Originaire de Perse (l’actuel Iran), et précisément de Jayyân près d'Isfahan, sa naissance serait située aux alentours de l'an 568 de l'ère courante, dans une famille de grands notables de confession mazdéenne. Son père s’appelait Bûd ou Bûdehshan. Celui-ci avait chargé Salmân de l'entretien du feu au sein de l’âtashkadeh (nom du temple mazdéen). Nombre d'historiens le considère comme un personnage mythique, cependant que de multiples textes le mentionne de façon précise, ce qui nous oblige à considérer son existence sur le plan historique de la façon la plus sérieuse, d'autant que les recherches effectuées par d'éminents orientalistes occidentaux tendent à confirmer son existence réelle.
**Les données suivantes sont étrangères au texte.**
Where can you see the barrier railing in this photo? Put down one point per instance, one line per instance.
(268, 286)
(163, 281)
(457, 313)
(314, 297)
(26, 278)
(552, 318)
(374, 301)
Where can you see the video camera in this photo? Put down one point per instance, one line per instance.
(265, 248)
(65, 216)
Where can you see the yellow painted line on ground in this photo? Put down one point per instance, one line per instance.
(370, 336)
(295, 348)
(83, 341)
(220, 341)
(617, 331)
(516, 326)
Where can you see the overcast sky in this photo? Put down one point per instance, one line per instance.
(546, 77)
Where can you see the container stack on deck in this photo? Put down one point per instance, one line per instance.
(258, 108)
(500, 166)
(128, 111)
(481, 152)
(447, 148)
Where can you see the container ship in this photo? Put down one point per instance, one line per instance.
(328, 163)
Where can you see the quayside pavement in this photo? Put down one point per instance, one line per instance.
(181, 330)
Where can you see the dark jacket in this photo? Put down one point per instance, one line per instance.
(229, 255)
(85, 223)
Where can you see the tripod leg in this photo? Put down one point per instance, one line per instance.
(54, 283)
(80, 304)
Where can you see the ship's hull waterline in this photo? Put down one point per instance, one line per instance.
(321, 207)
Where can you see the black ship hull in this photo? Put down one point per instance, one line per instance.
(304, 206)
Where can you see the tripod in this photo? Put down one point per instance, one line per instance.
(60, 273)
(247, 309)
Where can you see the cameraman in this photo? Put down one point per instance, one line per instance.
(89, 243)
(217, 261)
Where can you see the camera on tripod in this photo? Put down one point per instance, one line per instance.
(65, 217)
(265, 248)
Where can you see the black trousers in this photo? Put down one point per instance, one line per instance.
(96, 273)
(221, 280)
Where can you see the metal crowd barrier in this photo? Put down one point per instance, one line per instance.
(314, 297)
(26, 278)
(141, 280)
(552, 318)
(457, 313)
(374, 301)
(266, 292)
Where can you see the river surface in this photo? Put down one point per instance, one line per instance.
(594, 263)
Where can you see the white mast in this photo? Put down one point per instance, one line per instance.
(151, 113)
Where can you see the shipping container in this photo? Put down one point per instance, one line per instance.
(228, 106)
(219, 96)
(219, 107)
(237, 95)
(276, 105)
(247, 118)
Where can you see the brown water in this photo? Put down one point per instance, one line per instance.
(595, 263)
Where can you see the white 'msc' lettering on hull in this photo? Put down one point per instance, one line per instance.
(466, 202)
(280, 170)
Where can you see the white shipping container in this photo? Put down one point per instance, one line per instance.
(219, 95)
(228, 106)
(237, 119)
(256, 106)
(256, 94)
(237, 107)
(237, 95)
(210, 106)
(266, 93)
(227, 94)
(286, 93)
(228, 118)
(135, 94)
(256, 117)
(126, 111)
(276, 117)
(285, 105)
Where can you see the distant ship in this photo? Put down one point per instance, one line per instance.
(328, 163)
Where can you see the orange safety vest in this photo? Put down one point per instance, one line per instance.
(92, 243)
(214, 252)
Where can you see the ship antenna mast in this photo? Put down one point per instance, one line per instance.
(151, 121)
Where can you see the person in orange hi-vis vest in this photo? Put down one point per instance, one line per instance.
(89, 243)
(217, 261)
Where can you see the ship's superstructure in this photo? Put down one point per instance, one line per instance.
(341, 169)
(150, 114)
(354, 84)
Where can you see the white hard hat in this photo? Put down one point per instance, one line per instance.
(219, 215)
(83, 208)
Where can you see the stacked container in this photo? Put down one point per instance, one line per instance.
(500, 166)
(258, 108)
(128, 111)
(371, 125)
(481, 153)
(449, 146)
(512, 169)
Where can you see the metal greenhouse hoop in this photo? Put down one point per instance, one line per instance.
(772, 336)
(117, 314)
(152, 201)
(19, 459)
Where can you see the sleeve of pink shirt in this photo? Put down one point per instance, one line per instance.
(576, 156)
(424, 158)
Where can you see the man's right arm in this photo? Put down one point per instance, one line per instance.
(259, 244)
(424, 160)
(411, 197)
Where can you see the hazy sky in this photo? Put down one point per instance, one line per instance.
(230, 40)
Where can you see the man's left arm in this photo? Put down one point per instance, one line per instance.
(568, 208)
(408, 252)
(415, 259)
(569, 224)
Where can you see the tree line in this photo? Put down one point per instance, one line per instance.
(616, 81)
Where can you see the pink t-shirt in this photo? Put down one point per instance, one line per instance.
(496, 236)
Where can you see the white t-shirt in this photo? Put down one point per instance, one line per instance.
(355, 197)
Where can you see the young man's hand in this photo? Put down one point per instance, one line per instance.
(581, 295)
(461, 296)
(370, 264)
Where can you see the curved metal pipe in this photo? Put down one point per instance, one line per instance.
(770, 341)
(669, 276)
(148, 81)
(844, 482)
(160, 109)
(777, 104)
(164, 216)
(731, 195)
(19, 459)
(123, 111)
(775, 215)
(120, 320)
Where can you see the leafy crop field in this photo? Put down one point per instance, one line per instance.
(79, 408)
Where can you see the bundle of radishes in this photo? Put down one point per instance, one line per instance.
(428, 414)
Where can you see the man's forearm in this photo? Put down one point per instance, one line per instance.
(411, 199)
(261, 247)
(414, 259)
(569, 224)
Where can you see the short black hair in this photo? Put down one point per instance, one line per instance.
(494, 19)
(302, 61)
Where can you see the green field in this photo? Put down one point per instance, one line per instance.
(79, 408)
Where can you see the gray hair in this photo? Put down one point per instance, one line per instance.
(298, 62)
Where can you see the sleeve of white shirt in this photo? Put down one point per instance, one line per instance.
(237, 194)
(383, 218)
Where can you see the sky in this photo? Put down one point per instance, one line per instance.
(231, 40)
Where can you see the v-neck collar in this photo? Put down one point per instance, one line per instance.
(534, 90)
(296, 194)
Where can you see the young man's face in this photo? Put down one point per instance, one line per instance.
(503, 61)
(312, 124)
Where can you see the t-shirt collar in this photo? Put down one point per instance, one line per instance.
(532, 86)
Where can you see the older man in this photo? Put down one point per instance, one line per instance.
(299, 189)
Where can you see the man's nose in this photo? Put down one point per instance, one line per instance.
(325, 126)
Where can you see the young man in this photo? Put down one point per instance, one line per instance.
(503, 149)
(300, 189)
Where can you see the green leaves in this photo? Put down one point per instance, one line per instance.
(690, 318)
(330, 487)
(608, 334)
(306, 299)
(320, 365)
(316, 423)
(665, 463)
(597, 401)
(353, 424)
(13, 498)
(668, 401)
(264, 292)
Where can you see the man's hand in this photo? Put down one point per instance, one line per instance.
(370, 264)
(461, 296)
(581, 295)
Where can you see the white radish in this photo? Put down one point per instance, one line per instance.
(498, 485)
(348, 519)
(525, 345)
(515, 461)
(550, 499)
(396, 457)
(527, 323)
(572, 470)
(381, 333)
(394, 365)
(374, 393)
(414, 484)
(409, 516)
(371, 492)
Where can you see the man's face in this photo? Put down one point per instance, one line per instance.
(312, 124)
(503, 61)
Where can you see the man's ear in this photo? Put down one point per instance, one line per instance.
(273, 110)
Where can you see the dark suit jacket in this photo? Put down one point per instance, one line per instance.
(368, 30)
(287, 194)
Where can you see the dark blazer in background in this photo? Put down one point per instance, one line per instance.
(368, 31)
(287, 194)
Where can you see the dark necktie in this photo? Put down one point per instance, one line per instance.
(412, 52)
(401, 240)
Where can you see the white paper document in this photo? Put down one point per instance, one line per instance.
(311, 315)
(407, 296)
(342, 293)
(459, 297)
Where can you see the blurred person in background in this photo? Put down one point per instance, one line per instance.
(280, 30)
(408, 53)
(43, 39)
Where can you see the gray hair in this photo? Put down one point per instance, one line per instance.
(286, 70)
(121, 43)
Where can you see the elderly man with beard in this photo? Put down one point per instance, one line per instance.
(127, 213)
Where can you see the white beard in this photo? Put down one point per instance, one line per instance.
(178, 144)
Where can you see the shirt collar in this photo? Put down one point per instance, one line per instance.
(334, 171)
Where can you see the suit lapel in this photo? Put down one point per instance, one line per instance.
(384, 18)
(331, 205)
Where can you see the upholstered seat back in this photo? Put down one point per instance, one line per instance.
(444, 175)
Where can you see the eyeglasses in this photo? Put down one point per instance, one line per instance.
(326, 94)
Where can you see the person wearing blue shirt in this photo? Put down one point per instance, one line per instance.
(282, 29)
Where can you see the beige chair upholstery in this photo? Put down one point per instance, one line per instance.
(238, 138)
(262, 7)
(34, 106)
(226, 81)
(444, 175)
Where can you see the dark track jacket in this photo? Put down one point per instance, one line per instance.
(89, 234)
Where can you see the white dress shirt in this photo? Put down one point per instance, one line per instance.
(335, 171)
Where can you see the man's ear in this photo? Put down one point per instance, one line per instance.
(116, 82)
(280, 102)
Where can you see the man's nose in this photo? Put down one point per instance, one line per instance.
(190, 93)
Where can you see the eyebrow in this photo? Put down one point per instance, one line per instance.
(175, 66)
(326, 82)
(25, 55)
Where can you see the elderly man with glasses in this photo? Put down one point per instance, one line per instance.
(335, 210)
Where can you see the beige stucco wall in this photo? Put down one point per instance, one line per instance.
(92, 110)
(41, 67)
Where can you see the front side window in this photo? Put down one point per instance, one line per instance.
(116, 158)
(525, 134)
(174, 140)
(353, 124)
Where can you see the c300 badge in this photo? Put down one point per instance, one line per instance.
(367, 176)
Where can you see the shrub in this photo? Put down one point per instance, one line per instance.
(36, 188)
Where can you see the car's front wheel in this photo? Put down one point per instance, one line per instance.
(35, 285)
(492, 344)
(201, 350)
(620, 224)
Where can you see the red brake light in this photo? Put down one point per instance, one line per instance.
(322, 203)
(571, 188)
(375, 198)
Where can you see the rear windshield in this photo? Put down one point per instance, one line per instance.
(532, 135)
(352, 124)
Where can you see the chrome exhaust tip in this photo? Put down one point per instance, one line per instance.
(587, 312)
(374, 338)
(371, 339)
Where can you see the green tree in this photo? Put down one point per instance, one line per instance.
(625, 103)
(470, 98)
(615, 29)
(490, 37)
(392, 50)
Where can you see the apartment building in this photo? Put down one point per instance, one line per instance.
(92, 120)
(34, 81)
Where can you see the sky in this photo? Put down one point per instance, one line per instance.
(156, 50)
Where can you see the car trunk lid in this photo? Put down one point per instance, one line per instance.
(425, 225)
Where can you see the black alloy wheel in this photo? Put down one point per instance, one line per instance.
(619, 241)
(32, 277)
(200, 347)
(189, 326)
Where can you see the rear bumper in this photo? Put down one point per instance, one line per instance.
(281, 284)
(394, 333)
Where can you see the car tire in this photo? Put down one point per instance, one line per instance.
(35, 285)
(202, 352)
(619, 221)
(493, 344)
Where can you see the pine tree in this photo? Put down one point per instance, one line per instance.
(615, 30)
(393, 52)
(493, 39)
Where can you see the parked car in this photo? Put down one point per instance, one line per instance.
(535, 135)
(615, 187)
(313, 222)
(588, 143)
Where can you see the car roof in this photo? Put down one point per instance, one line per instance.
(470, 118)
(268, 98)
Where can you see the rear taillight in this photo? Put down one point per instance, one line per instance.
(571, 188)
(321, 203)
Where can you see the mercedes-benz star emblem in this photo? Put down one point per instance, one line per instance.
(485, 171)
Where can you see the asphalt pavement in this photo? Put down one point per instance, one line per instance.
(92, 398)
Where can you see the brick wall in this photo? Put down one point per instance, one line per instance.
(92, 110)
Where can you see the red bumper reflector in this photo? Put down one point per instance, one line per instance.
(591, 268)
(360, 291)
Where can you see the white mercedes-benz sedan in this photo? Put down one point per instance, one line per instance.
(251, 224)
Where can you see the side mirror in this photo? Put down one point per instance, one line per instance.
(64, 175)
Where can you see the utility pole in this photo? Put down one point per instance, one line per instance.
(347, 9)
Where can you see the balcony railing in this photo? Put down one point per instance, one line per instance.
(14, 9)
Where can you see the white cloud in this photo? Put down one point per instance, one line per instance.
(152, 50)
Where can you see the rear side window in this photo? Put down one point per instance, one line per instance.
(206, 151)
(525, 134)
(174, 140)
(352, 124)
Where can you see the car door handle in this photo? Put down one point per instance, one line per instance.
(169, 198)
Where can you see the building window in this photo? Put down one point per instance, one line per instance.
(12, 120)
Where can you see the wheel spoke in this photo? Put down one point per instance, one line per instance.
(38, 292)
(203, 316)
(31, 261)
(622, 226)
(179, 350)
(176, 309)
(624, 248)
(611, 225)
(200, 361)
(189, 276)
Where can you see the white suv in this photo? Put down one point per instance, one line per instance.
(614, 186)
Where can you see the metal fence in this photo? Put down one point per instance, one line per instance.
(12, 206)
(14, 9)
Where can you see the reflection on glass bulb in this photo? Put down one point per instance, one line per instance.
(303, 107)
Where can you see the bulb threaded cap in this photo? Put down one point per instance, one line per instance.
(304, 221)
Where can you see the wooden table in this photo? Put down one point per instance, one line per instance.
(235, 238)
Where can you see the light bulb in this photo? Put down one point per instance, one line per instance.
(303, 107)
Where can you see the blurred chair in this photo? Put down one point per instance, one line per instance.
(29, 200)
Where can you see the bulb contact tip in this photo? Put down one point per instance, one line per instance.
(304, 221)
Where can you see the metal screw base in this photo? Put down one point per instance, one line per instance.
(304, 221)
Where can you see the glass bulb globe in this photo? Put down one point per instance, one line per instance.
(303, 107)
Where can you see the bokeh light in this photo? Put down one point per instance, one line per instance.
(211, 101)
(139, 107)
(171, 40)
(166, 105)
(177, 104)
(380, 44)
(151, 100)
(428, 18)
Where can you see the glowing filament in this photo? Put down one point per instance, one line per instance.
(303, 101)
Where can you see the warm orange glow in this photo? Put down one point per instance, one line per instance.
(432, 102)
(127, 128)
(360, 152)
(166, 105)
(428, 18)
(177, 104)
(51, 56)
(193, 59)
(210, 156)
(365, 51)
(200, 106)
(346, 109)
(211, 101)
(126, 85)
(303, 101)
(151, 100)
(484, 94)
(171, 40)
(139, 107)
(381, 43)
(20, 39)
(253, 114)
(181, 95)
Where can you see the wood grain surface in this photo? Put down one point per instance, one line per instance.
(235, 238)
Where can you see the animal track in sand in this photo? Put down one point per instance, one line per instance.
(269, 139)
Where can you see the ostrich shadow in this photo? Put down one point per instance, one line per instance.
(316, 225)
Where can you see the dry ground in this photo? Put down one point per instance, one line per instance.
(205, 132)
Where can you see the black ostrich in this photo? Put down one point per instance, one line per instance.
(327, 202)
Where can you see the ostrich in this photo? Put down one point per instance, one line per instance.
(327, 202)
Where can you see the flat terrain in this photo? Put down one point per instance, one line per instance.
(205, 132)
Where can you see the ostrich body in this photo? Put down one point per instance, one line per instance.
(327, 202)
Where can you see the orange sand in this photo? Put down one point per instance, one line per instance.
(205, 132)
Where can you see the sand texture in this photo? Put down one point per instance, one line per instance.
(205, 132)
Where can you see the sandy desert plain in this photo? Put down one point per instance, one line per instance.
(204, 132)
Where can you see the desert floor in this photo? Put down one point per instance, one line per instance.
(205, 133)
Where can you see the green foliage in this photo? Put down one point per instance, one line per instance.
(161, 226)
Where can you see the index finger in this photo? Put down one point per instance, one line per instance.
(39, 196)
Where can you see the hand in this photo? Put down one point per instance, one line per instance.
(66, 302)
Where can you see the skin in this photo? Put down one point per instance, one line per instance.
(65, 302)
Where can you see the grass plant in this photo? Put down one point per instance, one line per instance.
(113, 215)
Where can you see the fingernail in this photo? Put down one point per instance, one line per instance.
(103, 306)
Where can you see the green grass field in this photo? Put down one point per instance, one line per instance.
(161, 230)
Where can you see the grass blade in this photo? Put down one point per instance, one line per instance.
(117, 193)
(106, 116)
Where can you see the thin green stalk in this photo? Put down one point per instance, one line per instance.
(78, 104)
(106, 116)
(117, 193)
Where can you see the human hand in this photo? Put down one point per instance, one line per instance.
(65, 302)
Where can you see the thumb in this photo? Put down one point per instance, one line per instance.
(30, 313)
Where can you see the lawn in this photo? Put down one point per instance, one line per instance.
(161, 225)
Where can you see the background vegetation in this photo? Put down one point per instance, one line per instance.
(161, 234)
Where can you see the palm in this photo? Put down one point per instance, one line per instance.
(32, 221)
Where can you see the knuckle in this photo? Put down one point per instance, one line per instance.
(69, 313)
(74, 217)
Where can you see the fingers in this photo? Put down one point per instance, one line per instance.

Toute sa vie fut tissée par une quête unique, celle de la Vérité. Et c'est dans cette inlassable quête de la Vérité que Salmân cheminera du Mazdéisme à l'Islam en passant par le christianisme, se faisant l'archétype même de l'exilé, de l'expatrié (gharîb), abandonnant toute attache matérielle. Initié aux sens profonds de la Révélation islamique, il sera un des plus éminents détenteurs tant du sens secret des révélations prophétiques antérieures que des sens secrets des versets coraniques. Il est à la fois l'initié par excellence et l'initiateur le plus parfait. Son rôle transhistorique sur le plan de la gnose chiite et de l'ésotérisme islamique n'est pas sans rappeler celui de Khidhr « le Vert », ce mystérieux personnage initiateur aux mystères les plus cachés, souvent assimilé au prophète Elie (Ilyâs).
Salmân al-Fârisî compte parmi les « proches de Dieu » (muqarrabûn) et les croyants ayant réussi à conjoindre une connaissance parfaite des réalités divines à une foi profonde et sans faille, ainsi que ceux que le Coran désigne comme « ashâb al-yamîn » (les compagnons de la droite).
Alors qu'il était devenu chrétien, sa quête de Vérité le mena de Damas à 'Ammuriya (village qui faisait alors parti de l'Empire Byzantin et qui est actuellement situé dans le nord de la Cisjordanie, au sud de Naplouse) en passant par Mossoul. C'est à 'Ammuriya que son dernier père spirituel, un moine savant et visionnaire, lui fit cette ultime recommandation dans sa quête de Vérité :
« Ô mon fils ! Je ne vois personne ayant les qualités que tu recherches, mais je sais qu'un prophète va apparaître, prêchant la religion d'Abraham. Son avènement est imminent. Il sortira du pays des Arabes et émigrera vers une terre plantée de palmiers située entre deux zones couvertes de pierres volcaniques. Cet homme possède des signes particuliers par lesquels tu pourras le reconnaître. Il refuse les aumônes (sadaqat) mais accepte les cadeaux. Entre ses épaules, se trouve le sceau de la prophétie. Si tu le vois, tu le reconnaîtras aisément. Si tu trouves le moyen de rejoindre ce pays, n'ai aucune hésitation. »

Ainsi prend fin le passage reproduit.